Quintain Living’s Beton showcases Wembley Park’s artistic credentials
The world’s leading galleries and auction houses are currently working together to deliver London Art Week (ending this Friday). Guest curator Dr Arturo Galansino, Director General of Florence’s Fondazione Palazzo Strozzi, is focusing on ‘revolution and renewal’ as the theme of a special online exhibition during the event.
Revolution and renewal are familiar concepts to the team at the award-winning Quintain Living, the management company overseeing the rental of more than 2,500 apartments in Wembley Park. Quintain Living is leading the way in creating exciting new lifestyle experiences for private renters. Residents at each of the nine developments that the company manages in Wembley Park enjoy distinctive living spaces, from their individual homes to the host of shared amenities that are unique to each building. Aside from the unique lifestyle experience that Quintain Living offers, its homes are visually compelling, too.
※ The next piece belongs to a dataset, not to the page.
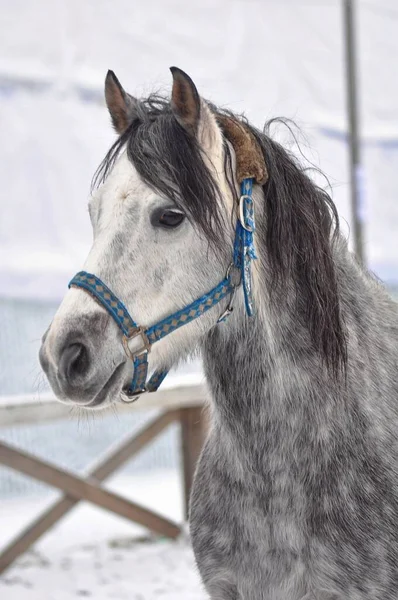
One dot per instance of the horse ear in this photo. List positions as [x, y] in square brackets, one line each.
[121, 105]
[185, 101]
Take Beton, for example. Conceptual interior designers Fossey Arora took the glorious, monochromatic base palette of the building’s raw materials (‘beton’ is French for ‘concrete’ and the building celebrates it), then drew inspiration from the pop art movement to create a rental experience like no other.
“Every element of Beton was about creating impact. We wanted to deliver something bright, bold and exciting, but at the same time precise and sophisticated. By drawing on the inspiration of pop art, we’ve delivered stylish, hope-filled apartments that reach out across the generations.”
Fossey Arora
Iconographic design company Muzéo took that artistic inspiration and ran with it, packing Beton with visually stimulating experiences at every turn. The end of corridor artworks on walls and doors are a key feature of every floor, playing with perspective and visual interaction in a way that confounds logic. Stencilling over the building’s concrete base is a feature throughout, from the floor numbers painted on the concrete walls in the stairwell to the style of the adhesive manifestations on Beton’s glass doors.